As mentioned in a previous article, cloud misconfiguration can take many forms, the most common of which are:

  • Missing access restrictions
  • Security group policy that is too permissive
  • A lack of permissions
  • Misunderstood paths for internet connections
  • Misconfigured Virtualized Network Features

Cloud systems are already being targeted

In the event of an escalation of hostilities, exposed cloud systems would be a natural target. Many are relatively easy to discover and compromise: for example, accounts left open without encryption or password protection. In fact, researchers have already observed some activity of this sort – in this case targeting cloud databases in Russia.

From a random sample of 100 misconfigured cloud databases, the investigation found that 92 had been compromised. Some had replaced filenames with anti-war messages, but most of them were completely erased using a simple script.

The risk for Western organizations is therefore:

Files held for ransom demand: Recently published information suggests that pro-Russian cybercrime groups are preparing to attack targets. They can combine hacktivist style targeting with tactics designed to monetize attacks. The contents of cloud databases have been held hostage many times.

Destructive Attacks: As noted, it is relatively easy to completely erase the contents of cloud databases once they are opened. The script detected in recent pro-Ukraine attacks is said to resemble the script used in the infamous ‘Meow’ attacks of 2020.
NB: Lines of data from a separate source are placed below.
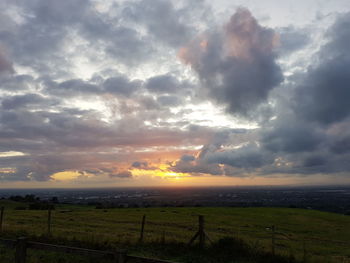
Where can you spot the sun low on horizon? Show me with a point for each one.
(174, 93)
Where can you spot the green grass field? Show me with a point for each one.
(324, 236)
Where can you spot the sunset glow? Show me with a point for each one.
(211, 93)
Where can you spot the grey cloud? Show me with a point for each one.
(169, 101)
(168, 26)
(323, 95)
(5, 64)
(121, 85)
(163, 84)
(237, 65)
(26, 100)
(292, 39)
(289, 134)
(123, 174)
(187, 158)
(248, 156)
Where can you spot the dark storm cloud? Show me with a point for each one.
(5, 64)
(323, 95)
(248, 156)
(236, 65)
(289, 134)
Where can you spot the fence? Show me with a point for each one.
(119, 256)
(275, 237)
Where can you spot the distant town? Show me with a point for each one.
(332, 199)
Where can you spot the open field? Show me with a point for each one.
(326, 235)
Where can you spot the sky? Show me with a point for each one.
(174, 93)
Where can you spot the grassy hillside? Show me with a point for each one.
(324, 236)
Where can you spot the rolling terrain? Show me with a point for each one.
(305, 234)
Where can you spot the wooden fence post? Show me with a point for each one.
(304, 251)
(142, 228)
(1, 217)
(201, 231)
(273, 240)
(21, 250)
(121, 258)
(49, 221)
(163, 238)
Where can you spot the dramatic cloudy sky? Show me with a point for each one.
(156, 92)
Data leakage: Before completely wiping data, threat actors can try to analyze it for sensitive information and leak it first to maximize the financial and reputational damage inflicted on victim organizations.

How to secure your cloud databases

Unfortunately, tackling the challenge of cloud misconfiguration isn’t as simple as flipping a switch. However, there are several changes you can make today to mitigate the risks listed above. They contain:

  • Move security to DevOps by building automated security and configuration checks into the development process
  • Continuous management of configuration settings, with cloud security Posture Management (CSPM) tools
  • Use CSPs’ built-in tools to monitor and securely manage cloud infrastructure
  • Use policy as code (PaC) tools to automatically scan and assess compliance attitudes in the cloud
  • By default, it encrypts sensitive data so hackers can’t see what’s inside if access control is configured incorrectly

As cloud infrastructure grows, so does the surface of the cyberattack. War or no war, these best practices must be applied to mitigate the increasing cyber risk.